“You have a commission from General Valles?”
He had. It ran in the usual form, setting forth in grandiose language that the necessities of the revolution demanded all good citizens to contribute their uttermost to the cause, authorizing the bearer, el capitan Santos, to seize and expropriate such goods, cattle, horses, or other chattels according to his judgment, and to settle therefor with his note of hand, payable after the revolution; signed in Valles’s own illiterate, crabbed hand and attested with a prodigious seal.
Lee handed it back. “This seems to be in legal form. That being the case”—she returned to the attack with a directness that drew from Jake an appreciative nod “perhaps you will now answer why you attacked my people!”
“I know of no attack except”—the straight brows knit over a black flash at Gordon—“when this man killed one of my men.”
Already Lee had gained the details from the women. She replied at once: “He shot in self-defense—to save one of my girls.”
“Santa Maria!” His mustache drew up in a cynical grin. “What foolishness! As though a good soldier should be shot because he ruffled a dove. You Americanos take these peonas too seriously, fill them with ideas above their station. On our haciendas they are proud to gain a soldado for a sweetheart.”
Could the thoughts of, say, Gordon, Jake, and Sliver have been examined just then they would have shown, respectively, an intense desire on Gordon’s part to break the officer in two across his knee; a cool calculation by Jake as to the possibility of “getting away with it” should they find it necessary to kill the entire command. Sliver, still holding a bead on the file of men, from his gaze, was ardently wondering if he could send one bullet through all four heads.

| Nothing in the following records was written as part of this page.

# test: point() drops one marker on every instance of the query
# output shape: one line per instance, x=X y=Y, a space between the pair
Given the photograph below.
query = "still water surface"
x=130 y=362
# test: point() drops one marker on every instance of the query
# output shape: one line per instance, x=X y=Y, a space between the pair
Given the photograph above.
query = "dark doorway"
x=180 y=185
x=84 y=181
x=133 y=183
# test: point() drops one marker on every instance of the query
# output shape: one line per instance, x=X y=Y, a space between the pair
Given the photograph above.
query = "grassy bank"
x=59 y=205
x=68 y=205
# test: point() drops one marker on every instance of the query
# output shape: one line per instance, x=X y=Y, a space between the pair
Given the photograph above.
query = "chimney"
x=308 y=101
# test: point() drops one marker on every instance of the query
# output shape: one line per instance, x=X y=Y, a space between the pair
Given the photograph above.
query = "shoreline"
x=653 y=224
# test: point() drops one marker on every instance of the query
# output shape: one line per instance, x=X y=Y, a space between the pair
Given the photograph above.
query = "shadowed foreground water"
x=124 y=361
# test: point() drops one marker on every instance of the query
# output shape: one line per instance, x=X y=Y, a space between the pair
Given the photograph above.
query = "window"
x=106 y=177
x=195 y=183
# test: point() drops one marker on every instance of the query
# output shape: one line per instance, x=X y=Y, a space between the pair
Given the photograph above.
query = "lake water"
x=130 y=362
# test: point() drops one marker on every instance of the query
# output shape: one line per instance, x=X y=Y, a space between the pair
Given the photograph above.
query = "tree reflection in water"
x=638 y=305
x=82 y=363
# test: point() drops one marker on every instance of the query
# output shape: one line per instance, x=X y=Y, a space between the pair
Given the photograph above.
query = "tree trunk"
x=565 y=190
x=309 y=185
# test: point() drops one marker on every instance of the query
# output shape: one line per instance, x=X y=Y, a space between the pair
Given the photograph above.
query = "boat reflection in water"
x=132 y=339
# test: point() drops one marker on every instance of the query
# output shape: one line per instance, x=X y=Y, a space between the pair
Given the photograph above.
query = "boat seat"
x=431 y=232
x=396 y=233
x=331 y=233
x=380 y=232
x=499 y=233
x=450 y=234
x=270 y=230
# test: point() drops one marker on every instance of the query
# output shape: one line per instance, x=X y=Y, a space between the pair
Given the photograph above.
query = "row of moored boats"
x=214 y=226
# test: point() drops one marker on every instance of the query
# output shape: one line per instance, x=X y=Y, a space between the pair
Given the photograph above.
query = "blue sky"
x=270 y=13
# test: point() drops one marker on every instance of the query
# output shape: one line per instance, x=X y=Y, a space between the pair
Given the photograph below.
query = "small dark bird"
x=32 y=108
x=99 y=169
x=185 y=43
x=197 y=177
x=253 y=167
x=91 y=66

If the thoughts of the peonas—now gathered in a murmuring, gesticulating mob that showed principally as glistening eyeballs rolling like foam in a sea of brown faces along the wall—a composite of their thought would have shown a mad passion to rend and maim, mutilate and torture, bred of their natural savagery aggravated by centuries of mistreatment under Spanish-Mexican rule. Out of which chaos of thought and passion, vibrant and sweet with the strength and truth of a fine nature aroused by base wrong, came Lee’s voice:
“You say that? You, a follower of a man who was once himself a peon, who boasts that his is the peones’ cause? You, his representative, sneer because we treat like human beings these poor creatures? If you do represent him, then God help us, for we have little but violence to expect from your cause.”

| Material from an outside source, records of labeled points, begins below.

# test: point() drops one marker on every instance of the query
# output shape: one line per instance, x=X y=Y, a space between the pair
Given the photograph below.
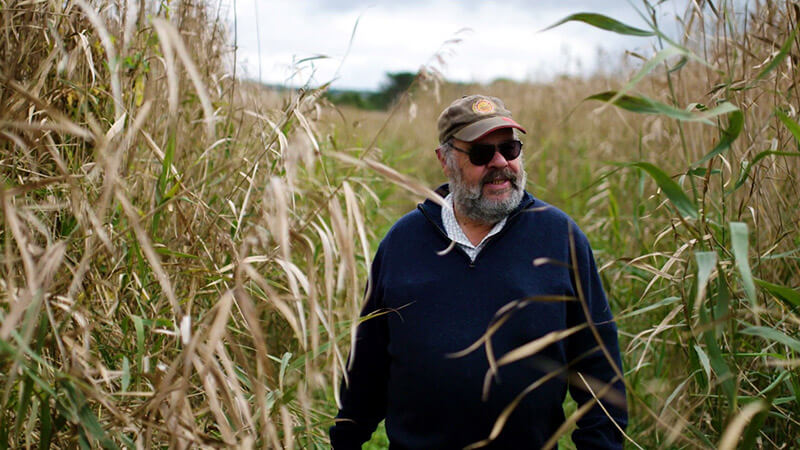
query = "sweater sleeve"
x=595 y=429
x=363 y=392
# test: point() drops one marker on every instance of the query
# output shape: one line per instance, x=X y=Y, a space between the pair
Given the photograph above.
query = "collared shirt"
x=455 y=233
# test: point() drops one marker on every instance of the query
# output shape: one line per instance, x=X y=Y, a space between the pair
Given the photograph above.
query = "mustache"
x=505 y=173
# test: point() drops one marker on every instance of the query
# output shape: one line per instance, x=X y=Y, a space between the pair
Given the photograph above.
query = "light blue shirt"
x=455 y=233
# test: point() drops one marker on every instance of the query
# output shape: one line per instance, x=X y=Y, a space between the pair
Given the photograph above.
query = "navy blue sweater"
x=430 y=306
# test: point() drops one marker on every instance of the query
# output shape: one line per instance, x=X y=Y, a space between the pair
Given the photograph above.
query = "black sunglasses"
x=481 y=154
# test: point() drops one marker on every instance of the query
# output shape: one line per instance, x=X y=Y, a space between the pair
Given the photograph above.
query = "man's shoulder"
x=545 y=218
x=414 y=221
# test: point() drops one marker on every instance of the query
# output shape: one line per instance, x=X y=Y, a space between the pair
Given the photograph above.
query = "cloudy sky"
x=493 y=39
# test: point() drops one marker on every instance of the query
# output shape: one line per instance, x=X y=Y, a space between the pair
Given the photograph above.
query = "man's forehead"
x=496 y=135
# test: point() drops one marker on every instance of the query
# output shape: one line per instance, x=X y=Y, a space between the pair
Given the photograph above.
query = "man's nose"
x=497 y=161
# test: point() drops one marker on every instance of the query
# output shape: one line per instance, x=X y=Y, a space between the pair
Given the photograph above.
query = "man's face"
x=489 y=192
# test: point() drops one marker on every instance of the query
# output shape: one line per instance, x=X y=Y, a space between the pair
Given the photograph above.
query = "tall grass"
x=184 y=253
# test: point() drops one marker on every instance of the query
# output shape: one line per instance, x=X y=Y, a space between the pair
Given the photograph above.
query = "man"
x=454 y=289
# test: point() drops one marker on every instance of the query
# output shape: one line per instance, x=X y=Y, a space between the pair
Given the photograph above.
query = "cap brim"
x=483 y=127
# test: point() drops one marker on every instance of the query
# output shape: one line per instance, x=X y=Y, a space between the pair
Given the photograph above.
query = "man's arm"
x=596 y=430
x=363 y=394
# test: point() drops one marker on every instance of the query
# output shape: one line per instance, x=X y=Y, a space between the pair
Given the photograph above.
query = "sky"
x=354 y=43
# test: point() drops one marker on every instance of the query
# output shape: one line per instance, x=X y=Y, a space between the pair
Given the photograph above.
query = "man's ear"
x=441 y=156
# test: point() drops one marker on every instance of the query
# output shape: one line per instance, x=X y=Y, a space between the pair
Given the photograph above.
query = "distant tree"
x=396 y=83
x=392 y=88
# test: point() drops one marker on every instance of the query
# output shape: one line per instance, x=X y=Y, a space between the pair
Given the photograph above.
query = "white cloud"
x=391 y=36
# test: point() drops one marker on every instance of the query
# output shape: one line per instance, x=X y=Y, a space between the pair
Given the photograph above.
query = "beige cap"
x=474 y=116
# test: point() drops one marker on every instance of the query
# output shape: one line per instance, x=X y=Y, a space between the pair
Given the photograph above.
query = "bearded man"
x=481 y=314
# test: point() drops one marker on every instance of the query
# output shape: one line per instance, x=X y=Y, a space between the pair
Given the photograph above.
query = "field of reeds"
x=184 y=253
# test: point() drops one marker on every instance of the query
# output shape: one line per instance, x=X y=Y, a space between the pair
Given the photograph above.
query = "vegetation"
x=184 y=253
x=392 y=89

It was a fine chord, strongly struck, should have set in vibration the strings of sympathy in any normal human being. Though he caught but little of the Spanish, Gordon felt and glowed responsively. It aroused even Jake, the cold and crafty, born hater of the peon in all his ways, to mutter: “You bet! they hain’t got nothing coming from him!” But in the nature of the Mexican, warped and blackened forever both by training and by the vicissitudes of bandit war, it aroused only surprise. Though his eye lit up, it was only in secret appreciation of her beauty. It was to ingratiate himself, personally, in her favor that, with a sudden reversal, he ran off with despicable glibness the shibboleths of his “Cause.” Surely they were fighting for the peon; to obtain his rights and restore the public lands alienated by the hacendados.